Los paparazzi habían volado de su portal pero habian dejado ese rastro de nada de todos los dias. Eso eran para Amy: nada.
Amy se paró a dibujar algo en la acera. Una canción. El jazz improvisaba la calle: un taxi, un niño con una pelota y una camiseta del Arsenal, un soldado llorando en la ventana la guerra de Irak…
Londres con su mañana gris jugaba a la guerra con el mundo, a probar si existía algún lugar más que el microuniverso que representaba la city. Empezó a llover.
Amy pensó que desde luego si el mundo lo describiera un pájaro con un par de colores bonitos no usaría los mismos adjetivos que nosotros. Parece ser verdad que los pájaros tienen que tener sus propios adjetivos y además tienen que saber narrar la vida, ya que saben respirarla. Echar un vuelo y ver como todas las bolsas del mundo caen en picado. La economía va mal y eso se debe a los vuelos de los pájaros con un par de colores bonitos. No es el estúpido efecto mariposa, sino la forma de narrar la vida al mover las alas torpemente.
Amy seguía dibujando Londres.
Amy corrió por la calle y de repente se llevó la mano al bolsillo y se dio cuenta de que lo había perdido. Debía haber sido la noche anterior cuando en cualquier baño se dejó olvidado ese poquito más de materia que de antimateria al que se debe que exista ahora todo lo que existe: estrellas, planetas y seres vivos. Amy llevaba ese poquito más de materia en sus bolsillos junto a un paquete de cigarrillos, un papel con tres frases que servirían para hacer una canción, un móvil con un sólo número en la agenda: el de su marido…

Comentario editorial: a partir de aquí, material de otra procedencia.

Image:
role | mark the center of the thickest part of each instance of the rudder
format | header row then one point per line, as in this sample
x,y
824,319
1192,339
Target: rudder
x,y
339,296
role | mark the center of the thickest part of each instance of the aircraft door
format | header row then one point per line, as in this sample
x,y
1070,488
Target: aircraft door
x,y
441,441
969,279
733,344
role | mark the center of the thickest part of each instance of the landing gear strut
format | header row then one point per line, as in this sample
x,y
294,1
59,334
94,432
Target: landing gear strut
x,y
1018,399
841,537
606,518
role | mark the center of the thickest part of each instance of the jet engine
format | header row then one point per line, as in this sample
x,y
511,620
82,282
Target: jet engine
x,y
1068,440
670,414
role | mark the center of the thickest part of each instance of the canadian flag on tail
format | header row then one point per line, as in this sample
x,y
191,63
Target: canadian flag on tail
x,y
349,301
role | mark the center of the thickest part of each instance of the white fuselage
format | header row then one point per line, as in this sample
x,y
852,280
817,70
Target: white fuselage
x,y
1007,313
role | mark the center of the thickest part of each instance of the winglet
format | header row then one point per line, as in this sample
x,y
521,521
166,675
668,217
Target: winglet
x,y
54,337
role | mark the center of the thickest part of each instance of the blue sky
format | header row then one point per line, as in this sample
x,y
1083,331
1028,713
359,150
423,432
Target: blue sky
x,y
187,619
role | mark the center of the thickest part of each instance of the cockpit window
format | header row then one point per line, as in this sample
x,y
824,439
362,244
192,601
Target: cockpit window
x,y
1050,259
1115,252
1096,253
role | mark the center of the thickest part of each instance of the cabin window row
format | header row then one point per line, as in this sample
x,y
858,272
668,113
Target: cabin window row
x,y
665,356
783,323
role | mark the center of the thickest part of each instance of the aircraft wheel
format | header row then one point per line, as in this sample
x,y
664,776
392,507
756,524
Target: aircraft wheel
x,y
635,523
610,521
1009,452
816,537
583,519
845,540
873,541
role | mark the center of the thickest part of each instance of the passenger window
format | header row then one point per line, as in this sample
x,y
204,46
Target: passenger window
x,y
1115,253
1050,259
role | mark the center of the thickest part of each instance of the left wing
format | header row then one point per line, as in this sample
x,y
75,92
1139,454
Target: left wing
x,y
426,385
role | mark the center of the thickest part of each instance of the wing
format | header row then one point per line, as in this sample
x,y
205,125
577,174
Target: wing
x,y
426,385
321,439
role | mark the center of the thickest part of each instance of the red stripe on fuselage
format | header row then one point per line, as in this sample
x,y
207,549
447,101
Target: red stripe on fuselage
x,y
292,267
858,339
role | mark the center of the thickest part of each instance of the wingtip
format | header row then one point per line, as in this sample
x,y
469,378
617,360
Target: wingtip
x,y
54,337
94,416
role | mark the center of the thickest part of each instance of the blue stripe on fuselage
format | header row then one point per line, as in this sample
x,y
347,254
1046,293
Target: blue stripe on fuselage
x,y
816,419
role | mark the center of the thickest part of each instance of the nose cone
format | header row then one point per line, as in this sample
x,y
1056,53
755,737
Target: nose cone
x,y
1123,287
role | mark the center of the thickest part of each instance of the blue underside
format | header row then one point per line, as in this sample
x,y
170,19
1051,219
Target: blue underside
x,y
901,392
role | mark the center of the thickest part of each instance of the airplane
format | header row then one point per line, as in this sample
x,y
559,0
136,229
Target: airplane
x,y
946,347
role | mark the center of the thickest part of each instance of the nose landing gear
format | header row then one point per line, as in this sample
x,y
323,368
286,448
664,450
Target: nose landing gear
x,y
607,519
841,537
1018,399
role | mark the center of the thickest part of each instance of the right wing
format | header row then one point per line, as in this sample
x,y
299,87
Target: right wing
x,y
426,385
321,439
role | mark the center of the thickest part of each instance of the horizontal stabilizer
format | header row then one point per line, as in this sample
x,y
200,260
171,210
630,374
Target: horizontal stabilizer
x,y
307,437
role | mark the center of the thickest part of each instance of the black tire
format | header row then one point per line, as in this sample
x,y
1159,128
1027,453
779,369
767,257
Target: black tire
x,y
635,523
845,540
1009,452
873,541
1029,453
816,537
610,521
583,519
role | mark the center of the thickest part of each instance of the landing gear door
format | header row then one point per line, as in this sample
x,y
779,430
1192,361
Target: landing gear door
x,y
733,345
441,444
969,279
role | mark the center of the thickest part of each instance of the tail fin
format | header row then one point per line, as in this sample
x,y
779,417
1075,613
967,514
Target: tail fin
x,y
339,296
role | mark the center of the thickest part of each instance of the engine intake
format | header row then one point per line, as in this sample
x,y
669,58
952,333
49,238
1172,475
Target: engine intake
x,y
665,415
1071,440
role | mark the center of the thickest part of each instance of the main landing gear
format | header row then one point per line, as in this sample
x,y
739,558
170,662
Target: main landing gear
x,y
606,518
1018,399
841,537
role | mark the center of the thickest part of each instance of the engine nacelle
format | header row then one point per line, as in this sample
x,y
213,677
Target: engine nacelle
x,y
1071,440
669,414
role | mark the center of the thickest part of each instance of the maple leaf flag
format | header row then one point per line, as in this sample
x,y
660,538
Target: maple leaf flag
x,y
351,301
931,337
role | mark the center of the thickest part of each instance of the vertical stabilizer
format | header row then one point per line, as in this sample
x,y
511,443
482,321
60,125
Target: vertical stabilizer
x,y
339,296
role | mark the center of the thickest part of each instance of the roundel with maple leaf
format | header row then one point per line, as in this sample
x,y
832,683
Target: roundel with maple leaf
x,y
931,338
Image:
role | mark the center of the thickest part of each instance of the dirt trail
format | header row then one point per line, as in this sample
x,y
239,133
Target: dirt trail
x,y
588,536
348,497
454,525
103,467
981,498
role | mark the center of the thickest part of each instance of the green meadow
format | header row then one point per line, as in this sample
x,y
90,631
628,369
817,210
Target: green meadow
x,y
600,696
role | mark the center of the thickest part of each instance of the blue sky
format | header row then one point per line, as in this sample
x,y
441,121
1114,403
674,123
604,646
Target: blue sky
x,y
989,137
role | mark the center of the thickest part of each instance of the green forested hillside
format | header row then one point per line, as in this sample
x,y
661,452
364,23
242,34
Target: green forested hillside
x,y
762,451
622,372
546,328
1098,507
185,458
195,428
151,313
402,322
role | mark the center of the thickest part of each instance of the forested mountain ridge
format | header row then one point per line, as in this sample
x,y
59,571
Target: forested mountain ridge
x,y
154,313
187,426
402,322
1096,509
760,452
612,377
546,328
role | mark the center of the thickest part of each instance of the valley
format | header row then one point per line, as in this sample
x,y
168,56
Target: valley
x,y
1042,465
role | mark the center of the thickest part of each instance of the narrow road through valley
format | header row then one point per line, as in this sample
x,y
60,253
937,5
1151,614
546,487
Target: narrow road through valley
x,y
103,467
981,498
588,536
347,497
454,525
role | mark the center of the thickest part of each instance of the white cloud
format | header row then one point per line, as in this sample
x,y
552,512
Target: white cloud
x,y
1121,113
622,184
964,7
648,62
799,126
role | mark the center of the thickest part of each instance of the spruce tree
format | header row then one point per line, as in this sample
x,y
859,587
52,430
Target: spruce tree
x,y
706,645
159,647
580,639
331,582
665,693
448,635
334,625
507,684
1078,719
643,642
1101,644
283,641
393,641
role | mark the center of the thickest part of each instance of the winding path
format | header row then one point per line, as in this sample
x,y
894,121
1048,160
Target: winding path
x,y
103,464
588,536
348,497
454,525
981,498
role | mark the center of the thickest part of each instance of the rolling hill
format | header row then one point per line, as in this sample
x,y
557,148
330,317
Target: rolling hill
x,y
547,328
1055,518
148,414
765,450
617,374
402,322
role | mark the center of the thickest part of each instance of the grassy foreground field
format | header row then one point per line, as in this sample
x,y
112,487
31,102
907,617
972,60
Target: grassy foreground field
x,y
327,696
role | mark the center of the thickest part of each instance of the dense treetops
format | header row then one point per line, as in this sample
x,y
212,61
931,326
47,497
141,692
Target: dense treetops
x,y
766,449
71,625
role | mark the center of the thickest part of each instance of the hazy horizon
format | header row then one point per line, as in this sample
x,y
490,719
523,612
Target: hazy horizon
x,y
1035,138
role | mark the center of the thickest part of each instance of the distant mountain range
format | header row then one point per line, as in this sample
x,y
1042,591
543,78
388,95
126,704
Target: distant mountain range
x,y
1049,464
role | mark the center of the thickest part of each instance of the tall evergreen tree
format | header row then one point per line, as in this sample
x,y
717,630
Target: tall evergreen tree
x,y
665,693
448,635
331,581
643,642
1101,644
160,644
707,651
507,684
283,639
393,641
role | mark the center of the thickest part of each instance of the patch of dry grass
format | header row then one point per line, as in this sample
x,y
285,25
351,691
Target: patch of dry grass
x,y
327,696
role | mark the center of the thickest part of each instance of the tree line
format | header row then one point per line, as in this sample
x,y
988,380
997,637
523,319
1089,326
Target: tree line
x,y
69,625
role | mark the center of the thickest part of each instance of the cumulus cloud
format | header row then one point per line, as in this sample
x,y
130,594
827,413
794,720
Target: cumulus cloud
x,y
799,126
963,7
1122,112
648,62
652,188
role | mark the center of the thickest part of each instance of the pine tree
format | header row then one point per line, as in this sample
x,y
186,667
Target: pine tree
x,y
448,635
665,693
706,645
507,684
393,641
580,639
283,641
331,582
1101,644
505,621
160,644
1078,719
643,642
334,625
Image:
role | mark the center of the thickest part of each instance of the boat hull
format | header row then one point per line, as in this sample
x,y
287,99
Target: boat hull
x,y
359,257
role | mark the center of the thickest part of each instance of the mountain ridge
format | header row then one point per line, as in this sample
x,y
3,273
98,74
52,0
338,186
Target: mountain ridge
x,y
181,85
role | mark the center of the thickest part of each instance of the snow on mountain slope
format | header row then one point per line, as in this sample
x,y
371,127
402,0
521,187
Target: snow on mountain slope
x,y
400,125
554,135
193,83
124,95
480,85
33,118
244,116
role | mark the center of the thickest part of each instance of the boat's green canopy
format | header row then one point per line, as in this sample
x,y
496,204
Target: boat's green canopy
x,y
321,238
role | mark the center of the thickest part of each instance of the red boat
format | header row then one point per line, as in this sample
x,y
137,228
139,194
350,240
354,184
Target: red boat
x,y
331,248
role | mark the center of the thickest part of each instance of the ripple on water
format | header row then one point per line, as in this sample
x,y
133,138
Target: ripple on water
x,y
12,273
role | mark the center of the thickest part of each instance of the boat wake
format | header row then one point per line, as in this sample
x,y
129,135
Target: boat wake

“Por esto mataría cualquier posmoderno triste: Acabo de perder el universo”-pensó Amy.
Amy corrió a coger el autobús rojo para no llegar tarde a la siguiente noche, canturreando, e intentando deshacerse de tan tonta resaca. A la mañana siguiente ningún paparazzi escribiría que Amy es parte de esa asimetría necesaria para que funcione el universo.